Train du Machu pichu
Il existe des rames moins chères, mais exclusivement réservées aux péruviens sur présentation de la carte d’identité, et lui-même n’est pas donné. Ce train est la propriété d’une compagnie anglaise, qui augmente régulièrement et excessivement ses prix. Arrivée à Aguas Calientes, dès la descente du train, c’est la curée : tous les touristes et ils sont légion sont harcelés par une horde de d’hôteliers racoleurs. Ensuite la découverte du village à de quoi surprendre : Ce n’est qu’un immense centre commercial, vendant tout mais surtout rien au touristes : breloques, chapeaux, tee-shirt, artisanat ringard, porte-bouteille, etc. et des restaurants comme s’il en pleuvait. Le Jeannot, si réfractaire au tourisme et ses manifestations, est évidemment atterré. Il a du mal à garder son ironie. Il en est à se demander s’il a bien fait de venir voir ces vieilles pierres. Certes le décor est majestueux : des montagnes acérées, dont les flancs verticaux sont couverts d’une jungle épaisse, auxquelles s’accrochent des nappes de brouillard. Mais les musiques toutes beuglantes s’échappant de chacun des multiples restaurants, dont chaque rabatteur est une agression, tuent le charme du lieu. - Tu l’as voulu : tu dois boire le calice jusqu’à la lie.
Machu pichu
Pour aller d’Aguas Calientes au Machu-Picchu, deux moyens : le bus ou les pieds. Un sentier escarpé et balisé permet d’accéder au site. Pour échapper à la nasse et sortir de la masse, J’opte pour les pieds. Réveille à 4 heures pour pouvoir être dés l’ouverture, dans la lumière du levant, sur le site. Désinvolte comme toujours, j’y vais sans même lire le topo dans le guide. Je pars dans le noir, avec une lampe que m’a prêté une touriste rencontrée la veille. À la sortie du village, je prends à gauche, ça me semble évident, les trains arrivant de la droite (logique). Je dépasse la gare des bus, une cinquantaine de bus rutilants, je commence à peine à douter que les premier panneaux indiquant le chemin apparaissent. Cool. Le chemin est plus un escalier qu’un sentier, mais il monte méchamment, et son ascension est une épreuve.
Machu pichu
La montée prend bien une heure et demi, et j’arrive en nage à l’entrée du site en même temps que les premiers bus, mais je suis en joie, l’effet de l’endorphine autant que celui du bédo, fumé en chemin. Évidemment y’a la queue, mais je suis dans les premiers. L’entrée dans le site se fait par le bas, et il faut ensuite prendre un sentier qui zigzag sous les arbres. Puis, d’un coup, nous débouchons sur le site. C’est un choc. Devant nous la ville en ruine, encore déserte, avec derrière le Wayna Picchu (le petit-mont : wayna signifiant petit). C’est la photo hyper connue. Tous se ruent vers le promontoire pour s’y faire photographier devant le site. C’est le rituel obligé, et malgré mes réticences aux rites touristiques, je m’y fait tirer le portrait.
Machu picchu
Puis la foule se disperse dans le site. J’erre entre les pierres. Bien que l’archéologie ne soit pas mon fort, je ne peux m’empêcher de me poser des questions sur les Incas : quelle idée que de venir ici, ils étaient cons ou fous, en même temps qu’elle prouesse que cette cité perchée, ils étaient fous ou cons.

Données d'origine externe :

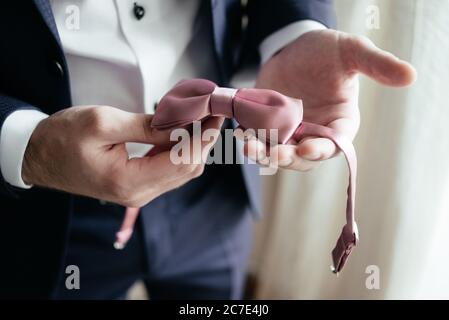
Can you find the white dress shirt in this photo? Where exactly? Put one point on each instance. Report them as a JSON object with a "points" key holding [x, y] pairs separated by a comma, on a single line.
{"points": [[115, 59]]}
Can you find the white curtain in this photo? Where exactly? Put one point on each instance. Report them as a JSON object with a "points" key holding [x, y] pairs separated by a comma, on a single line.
{"points": [[403, 179]]}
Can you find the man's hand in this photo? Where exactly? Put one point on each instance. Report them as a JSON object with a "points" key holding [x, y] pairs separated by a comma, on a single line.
{"points": [[321, 68], [82, 150]]}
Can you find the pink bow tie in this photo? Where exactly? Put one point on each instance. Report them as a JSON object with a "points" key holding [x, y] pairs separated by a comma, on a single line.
{"points": [[197, 99]]}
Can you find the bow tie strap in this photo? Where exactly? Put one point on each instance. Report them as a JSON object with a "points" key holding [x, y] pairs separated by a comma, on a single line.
{"points": [[350, 234], [222, 102]]}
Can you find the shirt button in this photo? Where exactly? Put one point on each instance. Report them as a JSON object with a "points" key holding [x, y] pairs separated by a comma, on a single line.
{"points": [[139, 11]]}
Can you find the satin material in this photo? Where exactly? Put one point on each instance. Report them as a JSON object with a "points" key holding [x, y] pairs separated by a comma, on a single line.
{"points": [[197, 99]]}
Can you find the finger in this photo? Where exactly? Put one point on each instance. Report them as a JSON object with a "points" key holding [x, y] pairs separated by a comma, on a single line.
{"points": [[316, 149], [378, 64], [210, 132], [256, 150], [125, 126], [285, 156]]}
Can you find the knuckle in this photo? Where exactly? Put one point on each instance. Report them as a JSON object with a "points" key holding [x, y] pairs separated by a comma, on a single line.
{"points": [[96, 120], [116, 186]]}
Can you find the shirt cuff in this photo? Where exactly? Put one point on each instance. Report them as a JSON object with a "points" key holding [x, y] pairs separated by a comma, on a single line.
{"points": [[14, 136], [279, 39]]}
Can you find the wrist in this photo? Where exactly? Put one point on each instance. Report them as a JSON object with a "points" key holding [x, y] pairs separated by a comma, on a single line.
{"points": [[31, 168]]}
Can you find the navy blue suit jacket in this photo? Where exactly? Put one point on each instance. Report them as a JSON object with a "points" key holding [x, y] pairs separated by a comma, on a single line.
{"points": [[34, 223]]}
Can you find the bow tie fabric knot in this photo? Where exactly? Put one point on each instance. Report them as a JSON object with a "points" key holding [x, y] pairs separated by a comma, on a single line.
{"points": [[197, 99]]}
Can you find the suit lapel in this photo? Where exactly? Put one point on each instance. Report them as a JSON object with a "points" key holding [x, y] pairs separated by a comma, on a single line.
{"points": [[44, 9]]}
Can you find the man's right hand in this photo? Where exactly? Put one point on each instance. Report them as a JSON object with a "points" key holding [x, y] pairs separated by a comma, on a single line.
{"points": [[81, 150]]}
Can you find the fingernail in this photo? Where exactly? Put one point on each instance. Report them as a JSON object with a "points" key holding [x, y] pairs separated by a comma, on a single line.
{"points": [[313, 156], [286, 162]]}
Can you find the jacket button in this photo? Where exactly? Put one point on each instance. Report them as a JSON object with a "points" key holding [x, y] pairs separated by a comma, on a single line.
{"points": [[58, 69], [139, 11]]}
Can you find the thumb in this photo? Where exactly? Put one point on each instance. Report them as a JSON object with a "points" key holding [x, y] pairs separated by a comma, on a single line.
{"points": [[377, 64]]}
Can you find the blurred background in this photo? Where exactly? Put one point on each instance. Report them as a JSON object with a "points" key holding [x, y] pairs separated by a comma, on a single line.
{"points": [[403, 179]]}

Je fais quelques photos, mais l’exercice est assez convenu : tout les chemins mènent au Picchu, et tous ramènent les mêmes images : les photos du Machu Picchu se ressemblent toutes, seule la lumière change, en plus aujourd’hui c’est pas ça.
Machu pichu
Mais le Jeannot a de la ressource, et pour sortir des chemins tous tracés, il s’y connaît le bougre : voici quelques images comme on en voit peu.
Machu pichu
ou encore celle là
Machu pichu
Mais faire des images inédites et étranges ne veut pas dire en faire de belles. Je continue donc ma quête et tombe sur l’entrée du Wayna-Picchu : Il est possible de monter sur le pic rocheux qui surplombe le site. Seules deux salves de deux cent personnes peuvent y aller, il faut s’inscrire et faire la queue. J’ai raté la première, mais serais dans les premiers pour la deuxième.

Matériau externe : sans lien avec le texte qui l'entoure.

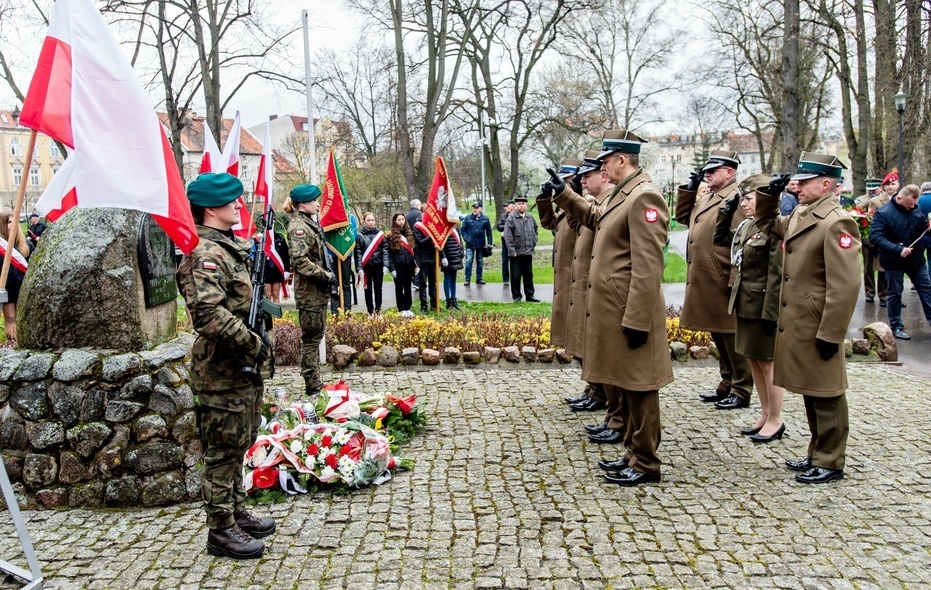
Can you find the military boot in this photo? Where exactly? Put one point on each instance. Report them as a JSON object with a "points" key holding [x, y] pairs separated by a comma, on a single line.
{"points": [[257, 528], [232, 542]]}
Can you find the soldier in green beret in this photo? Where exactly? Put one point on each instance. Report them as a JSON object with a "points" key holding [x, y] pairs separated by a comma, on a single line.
{"points": [[216, 282], [311, 279]]}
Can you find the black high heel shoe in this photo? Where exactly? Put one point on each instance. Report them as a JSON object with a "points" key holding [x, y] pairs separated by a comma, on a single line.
{"points": [[776, 435]]}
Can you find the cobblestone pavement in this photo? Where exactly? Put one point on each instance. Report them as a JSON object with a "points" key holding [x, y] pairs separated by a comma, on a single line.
{"points": [[505, 494]]}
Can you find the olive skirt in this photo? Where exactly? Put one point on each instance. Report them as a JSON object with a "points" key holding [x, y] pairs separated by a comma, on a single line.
{"points": [[752, 341]]}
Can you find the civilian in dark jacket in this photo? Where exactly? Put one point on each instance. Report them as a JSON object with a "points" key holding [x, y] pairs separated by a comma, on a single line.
{"points": [[451, 262], [896, 226], [476, 232], [371, 262]]}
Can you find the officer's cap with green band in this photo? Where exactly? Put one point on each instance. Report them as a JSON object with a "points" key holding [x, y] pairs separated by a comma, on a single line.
{"points": [[812, 165], [591, 162], [305, 193], [619, 140], [214, 189]]}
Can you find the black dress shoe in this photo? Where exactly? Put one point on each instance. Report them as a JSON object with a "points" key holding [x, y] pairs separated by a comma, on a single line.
{"points": [[819, 475], [596, 428], [619, 465], [631, 477], [732, 402], [759, 438], [799, 465], [607, 437], [713, 397]]}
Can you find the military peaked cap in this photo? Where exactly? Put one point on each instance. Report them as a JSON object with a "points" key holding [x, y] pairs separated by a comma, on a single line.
{"points": [[619, 140], [812, 165], [214, 189], [305, 193], [720, 158]]}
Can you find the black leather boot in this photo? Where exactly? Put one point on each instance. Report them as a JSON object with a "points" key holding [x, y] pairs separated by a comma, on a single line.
{"points": [[232, 542]]}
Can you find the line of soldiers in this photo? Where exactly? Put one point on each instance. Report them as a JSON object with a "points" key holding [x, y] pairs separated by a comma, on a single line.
{"points": [[609, 262]]}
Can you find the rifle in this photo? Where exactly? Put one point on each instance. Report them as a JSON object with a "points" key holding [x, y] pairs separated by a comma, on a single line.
{"points": [[261, 311]]}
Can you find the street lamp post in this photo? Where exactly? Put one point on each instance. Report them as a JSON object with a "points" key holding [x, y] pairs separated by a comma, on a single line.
{"points": [[900, 99]]}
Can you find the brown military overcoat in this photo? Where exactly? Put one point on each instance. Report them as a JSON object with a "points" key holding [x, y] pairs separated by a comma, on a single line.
{"points": [[562, 267], [707, 287], [821, 280], [625, 284]]}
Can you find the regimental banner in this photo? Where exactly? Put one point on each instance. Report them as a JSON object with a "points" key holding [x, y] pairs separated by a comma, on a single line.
{"points": [[156, 263]]}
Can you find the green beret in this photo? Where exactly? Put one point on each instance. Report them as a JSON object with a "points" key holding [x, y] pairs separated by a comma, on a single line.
{"points": [[305, 193], [212, 189]]}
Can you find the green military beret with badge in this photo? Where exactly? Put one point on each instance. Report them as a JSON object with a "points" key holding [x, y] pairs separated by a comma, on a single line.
{"points": [[812, 165], [620, 140], [214, 189], [305, 193]]}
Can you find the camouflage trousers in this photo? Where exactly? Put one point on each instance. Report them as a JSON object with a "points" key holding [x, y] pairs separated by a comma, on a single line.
{"points": [[313, 322], [227, 424]]}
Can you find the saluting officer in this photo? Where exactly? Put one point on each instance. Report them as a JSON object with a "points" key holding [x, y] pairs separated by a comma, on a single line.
{"points": [[709, 278], [821, 269], [626, 347], [216, 283], [312, 280]]}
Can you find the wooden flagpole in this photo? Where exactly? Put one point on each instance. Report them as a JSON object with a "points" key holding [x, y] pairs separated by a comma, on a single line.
{"points": [[14, 232]]}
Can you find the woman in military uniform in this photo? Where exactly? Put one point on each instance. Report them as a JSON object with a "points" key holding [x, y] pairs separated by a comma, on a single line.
{"points": [[755, 299], [215, 280]]}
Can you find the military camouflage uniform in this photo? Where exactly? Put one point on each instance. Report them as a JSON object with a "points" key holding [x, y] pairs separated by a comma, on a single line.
{"points": [[216, 283], [311, 292]]}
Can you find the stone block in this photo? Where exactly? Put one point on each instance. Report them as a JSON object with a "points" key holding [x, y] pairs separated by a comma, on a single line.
{"points": [[388, 356], [367, 358], [150, 426], [679, 352], [36, 367], [472, 357], [451, 355], [123, 492], [882, 341], [698, 353], [89, 495], [430, 356], [529, 354], [45, 434], [119, 368], [511, 354], [121, 410], [410, 356], [66, 402], [492, 355], [75, 363], [87, 438], [164, 490], [39, 470], [154, 457]]}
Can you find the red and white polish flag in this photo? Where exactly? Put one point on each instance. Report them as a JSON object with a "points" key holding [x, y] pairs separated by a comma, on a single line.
{"points": [[85, 94]]}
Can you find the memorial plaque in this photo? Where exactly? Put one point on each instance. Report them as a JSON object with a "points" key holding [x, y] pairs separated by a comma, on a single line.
{"points": [[156, 263]]}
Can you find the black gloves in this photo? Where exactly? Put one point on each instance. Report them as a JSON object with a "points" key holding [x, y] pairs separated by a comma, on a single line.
{"points": [[776, 185], [827, 350], [769, 327], [558, 184], [576, 184], [635, 338], [695, 179]]}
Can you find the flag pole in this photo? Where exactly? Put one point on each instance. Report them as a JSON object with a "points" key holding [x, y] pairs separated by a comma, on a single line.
{"points": [[14, 232]]}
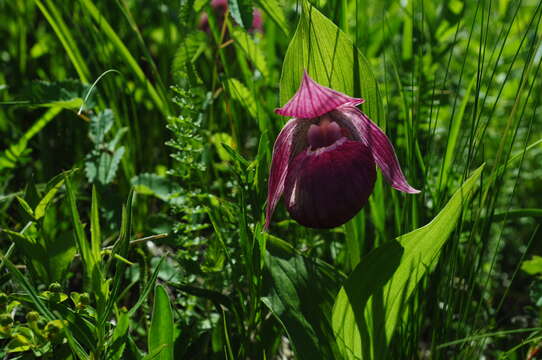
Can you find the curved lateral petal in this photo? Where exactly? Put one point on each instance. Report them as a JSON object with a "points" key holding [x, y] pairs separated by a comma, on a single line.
{"points": [[381, 147], [279, 167], [312, 100]]}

Un escalier de pierres grimpe jusqu’au sommet, parfois un câble ou une rampe aident à l’ascension, mais généralement rien. Si ce n’est pas difficile, c’est par contre parfois terriblement vertigineux : Tant que je regarde mes pieds ça va, mais si, pour faire une photo, je regarde le vide, je suis pris de vertige, et pour repartir, je dois me tenir aux à la falaise, il m’arrive même de marcher à quatre pattes, comme si je n’étais plus capable de tenir debout. Mais je ne suis pas le seul dans ce cas, peu même échappent au vertige, et certains n’arrivent pas jusqu’en haut. Ils sont fous ces Incas.

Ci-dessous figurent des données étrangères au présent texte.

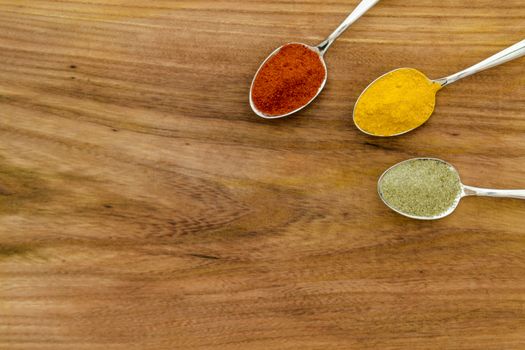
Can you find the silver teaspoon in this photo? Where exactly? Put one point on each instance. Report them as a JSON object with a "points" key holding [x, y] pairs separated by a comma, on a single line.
{"points": [[319, 50], [416, 190], [371, 120]]}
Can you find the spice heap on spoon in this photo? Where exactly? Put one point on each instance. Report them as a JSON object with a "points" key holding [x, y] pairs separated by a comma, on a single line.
{"points": [[404, 99], [429, 189], [295, 74]]}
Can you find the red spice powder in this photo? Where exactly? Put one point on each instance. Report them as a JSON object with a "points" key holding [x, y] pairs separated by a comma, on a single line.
{"points": [[288, 80]]}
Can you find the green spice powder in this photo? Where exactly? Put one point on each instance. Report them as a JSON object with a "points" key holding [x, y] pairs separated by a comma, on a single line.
{"points": [[421, 187]]}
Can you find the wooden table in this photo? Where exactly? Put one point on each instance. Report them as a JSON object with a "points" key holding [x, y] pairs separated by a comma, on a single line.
{"points": [[143, 205]]}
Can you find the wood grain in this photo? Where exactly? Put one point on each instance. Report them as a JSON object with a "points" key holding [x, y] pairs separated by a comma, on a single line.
{"points": [[143, 205]]}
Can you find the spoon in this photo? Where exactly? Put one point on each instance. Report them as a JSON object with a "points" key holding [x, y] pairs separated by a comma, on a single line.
{"points": [[462, 191], [428, 88], [319, 50]]}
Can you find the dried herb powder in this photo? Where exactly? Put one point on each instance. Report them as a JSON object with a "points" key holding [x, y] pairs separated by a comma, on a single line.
{"points": [[421, 187]]}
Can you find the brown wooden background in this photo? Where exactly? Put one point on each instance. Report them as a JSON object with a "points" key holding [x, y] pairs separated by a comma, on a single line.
{"points": [[143, 205]]}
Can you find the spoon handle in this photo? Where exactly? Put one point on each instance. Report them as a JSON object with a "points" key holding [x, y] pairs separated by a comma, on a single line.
{"points": [[359, 11], [515, 51], [485, 192]]}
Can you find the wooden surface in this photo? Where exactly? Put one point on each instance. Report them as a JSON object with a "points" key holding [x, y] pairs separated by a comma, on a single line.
{"points": [[143, 205]]}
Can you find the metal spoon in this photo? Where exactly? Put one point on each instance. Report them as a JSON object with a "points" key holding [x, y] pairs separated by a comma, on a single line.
{"points": [[466, 191], [320, 50], [515, 51]]}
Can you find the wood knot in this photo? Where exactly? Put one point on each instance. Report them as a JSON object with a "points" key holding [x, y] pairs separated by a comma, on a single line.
{"points": [[4, 191]]}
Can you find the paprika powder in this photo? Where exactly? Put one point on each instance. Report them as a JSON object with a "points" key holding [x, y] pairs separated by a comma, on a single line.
{"points": [[288, 80]]}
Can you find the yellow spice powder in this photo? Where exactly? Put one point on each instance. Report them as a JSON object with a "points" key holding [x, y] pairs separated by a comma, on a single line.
{"points": [[396, 103]]}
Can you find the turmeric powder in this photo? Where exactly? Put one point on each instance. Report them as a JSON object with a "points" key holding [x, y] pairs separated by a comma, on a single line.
{"points": [[396, 103]]}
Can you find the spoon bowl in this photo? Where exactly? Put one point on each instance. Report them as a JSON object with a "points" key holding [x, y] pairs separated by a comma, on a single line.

Mais le plus fou, c’est juste avant le sommet : ils ont construit une maison, avec quelques terrasses pour jardiner suspendu dans le vide – les tomates ont-elles le vertige.
Machu pichu
Le sommet n’est pas une pointe acérée, et l’on pourrait s’y reposer tranquillement en profitant du panorama, si l’on n’était pas tracassé à l’idée de la descente, qui paraît encore plus ardue.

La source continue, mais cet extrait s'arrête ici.